Kitty and the Midnight Hour
Page 23
I kept my breathing slow and regular. I’d let her out when I wanted her out, and not a second earlier.
The forest was silver, the trees shadows. Fallen leaves rustled as nighttime animals foraged. I ignored the noises, the awareness of the life surrounding me. I pulled off my T-shirt, felt the moonlight touch my skin.
I put my clothes in the hollow formed by a fallen tree and a boulder. The space was big enough to sleep in, when I was finished. I backed away, naked, every pore tingling.
I could do this alone. I’d be safe.
I counted down from five—
“One” came out as a wolf’s howl.
The animal, rabbit, squeals once, falls still.
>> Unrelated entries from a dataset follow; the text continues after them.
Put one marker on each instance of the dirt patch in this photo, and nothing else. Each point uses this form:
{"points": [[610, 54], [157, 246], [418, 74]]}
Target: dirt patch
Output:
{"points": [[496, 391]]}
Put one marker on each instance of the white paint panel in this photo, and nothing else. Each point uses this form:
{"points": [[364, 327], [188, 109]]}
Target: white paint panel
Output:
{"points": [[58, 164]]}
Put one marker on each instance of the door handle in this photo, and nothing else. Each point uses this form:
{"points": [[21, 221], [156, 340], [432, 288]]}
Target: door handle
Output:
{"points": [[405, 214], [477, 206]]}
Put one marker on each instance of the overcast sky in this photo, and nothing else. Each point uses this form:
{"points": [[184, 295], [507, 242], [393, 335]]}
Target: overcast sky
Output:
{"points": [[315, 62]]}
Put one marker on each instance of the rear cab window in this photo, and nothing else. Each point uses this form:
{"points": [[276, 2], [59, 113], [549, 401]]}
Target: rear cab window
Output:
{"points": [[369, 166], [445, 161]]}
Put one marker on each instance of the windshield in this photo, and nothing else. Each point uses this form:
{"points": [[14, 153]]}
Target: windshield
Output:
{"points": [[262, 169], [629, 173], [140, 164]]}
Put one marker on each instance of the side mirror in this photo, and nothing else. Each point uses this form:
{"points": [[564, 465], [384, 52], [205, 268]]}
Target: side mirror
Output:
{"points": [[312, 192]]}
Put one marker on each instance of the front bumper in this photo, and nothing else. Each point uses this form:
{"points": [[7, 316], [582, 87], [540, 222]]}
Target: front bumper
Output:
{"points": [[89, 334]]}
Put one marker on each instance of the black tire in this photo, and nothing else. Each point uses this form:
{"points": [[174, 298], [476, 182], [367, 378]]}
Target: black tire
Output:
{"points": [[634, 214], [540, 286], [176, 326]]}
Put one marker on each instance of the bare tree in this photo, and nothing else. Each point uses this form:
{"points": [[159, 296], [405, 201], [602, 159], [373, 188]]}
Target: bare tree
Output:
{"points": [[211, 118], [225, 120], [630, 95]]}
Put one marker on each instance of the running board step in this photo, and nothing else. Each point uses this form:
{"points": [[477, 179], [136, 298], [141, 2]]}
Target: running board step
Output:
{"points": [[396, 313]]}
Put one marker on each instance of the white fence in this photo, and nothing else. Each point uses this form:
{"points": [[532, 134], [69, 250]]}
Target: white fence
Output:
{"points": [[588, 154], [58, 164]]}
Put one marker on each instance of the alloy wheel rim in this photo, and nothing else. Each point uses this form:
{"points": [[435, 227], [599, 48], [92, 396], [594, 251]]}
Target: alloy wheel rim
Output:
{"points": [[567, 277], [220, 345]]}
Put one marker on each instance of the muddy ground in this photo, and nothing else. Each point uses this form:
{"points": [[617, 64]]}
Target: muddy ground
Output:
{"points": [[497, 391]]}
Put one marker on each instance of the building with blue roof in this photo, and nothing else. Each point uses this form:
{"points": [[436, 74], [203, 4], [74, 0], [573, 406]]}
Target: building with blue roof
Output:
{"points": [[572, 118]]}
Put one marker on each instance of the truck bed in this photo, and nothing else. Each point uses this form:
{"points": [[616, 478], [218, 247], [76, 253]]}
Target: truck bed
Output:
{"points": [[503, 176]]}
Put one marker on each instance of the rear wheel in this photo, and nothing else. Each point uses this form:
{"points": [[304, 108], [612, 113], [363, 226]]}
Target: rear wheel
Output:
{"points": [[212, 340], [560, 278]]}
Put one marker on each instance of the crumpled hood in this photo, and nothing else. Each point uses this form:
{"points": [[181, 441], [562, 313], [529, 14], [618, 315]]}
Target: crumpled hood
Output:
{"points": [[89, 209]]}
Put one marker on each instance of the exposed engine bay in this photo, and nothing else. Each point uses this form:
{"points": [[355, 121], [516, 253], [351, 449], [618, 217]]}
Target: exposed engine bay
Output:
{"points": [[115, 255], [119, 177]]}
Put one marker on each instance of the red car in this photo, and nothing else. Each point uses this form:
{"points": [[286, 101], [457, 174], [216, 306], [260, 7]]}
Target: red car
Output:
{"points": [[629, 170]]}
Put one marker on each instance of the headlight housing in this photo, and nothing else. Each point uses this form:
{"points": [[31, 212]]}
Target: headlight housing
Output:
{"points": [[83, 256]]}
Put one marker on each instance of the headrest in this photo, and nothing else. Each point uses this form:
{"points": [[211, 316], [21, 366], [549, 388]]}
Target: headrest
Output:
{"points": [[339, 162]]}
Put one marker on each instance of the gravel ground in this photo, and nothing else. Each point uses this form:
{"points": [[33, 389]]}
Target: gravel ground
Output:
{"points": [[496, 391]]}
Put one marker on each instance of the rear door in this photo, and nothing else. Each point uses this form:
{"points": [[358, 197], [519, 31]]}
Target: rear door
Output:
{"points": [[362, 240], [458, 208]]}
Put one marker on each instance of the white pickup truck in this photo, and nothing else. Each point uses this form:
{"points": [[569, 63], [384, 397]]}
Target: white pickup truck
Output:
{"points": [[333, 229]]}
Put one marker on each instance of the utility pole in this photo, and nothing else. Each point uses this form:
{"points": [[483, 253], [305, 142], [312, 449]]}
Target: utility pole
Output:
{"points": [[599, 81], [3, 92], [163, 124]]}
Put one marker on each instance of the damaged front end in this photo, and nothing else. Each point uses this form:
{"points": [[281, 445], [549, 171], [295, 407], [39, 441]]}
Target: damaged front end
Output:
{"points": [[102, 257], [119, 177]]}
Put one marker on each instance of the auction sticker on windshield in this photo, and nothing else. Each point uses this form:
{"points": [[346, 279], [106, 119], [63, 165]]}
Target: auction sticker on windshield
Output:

Blood fills mouth, burns like fire. This is life, joy, ecstasy, feeding by the silver light. . .
If turning Wolf felt like being drunk, the next day definitely felt like being hungover.
I lay in the dirt and decayed leaves, naked, missing the other wolves terribly. We always woke up together, in a dog pile, so to speak, and I’d always woken up with T.J. at my back. At least I remembered how I got here, this time. I whined, groaned, stretched, found my clothes, brushed myself off, and got dressed. The sky was gray; the sun would rise soon. I wanted to be out of here by then.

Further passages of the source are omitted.